OK. How many marketing specialists are willing to work for $18K a year to "fly a desk." Not many. No SJS in that field.
Your competition -- as a pilot -- is twenty-somethings willing to fly a jet for peanuts. There are people out there that pay to work -- an MBA's wet dream. Foreign carriers have proven that hiring low-timers ab initio works.
Pilot wages are artificially elevated because of collective bargaining. Without it we would all be making about half of what we do now -- probably a third in the case of FedEx/UPS.
I don't know about all of that, seems to be some fuzzy math involved, with large assumptions.
In the corporate industry the salaries are decent, in my opinion. I don’t know of any operators that are unionized. Take a look at the Scranton salary survey. But I’ll admit that it is a lot harder to break into that side of the industry.

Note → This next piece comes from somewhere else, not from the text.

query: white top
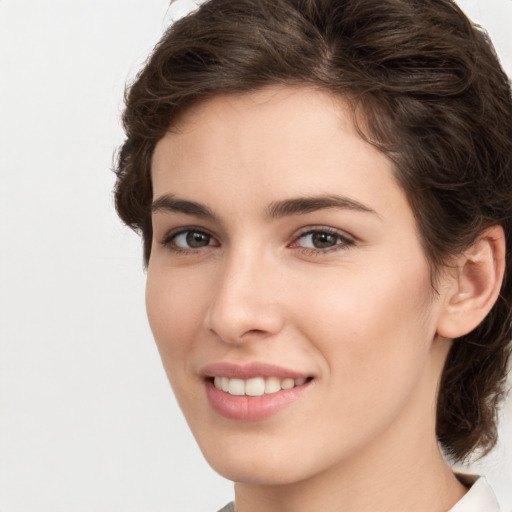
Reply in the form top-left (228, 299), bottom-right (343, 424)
top-left (216, 476), bottom-right (501, 512)
top-left (449, 476), bottom-right (501, 512)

In all fields there are people who do the job for more than the pay. In aviation we have hours. In most other fields you have years of “relevant work experience”. If you have no real worried experience you must settle for a lower paying job, or perhaps an unpaid internship. $20,000 isn't an ucommon starting point for a new college grad.
You can’t get an internship with a regional carrier flying 121 for the summer. So the gulfstream program is the closest substitute.

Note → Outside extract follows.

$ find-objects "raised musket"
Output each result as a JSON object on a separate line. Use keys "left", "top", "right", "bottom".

Artificial anything in our economy can only end up hurting the industry. Let supply and demand work it out. What is good for the industry is good for the all the workers. If my airline is profitable, there is a greater chance that I will stay employed, which is a very good start in this industry.
The great money trick is an amazing and eye opening story.
The bottom line is, if you want to be rich, you need to OWN the business, not work for it.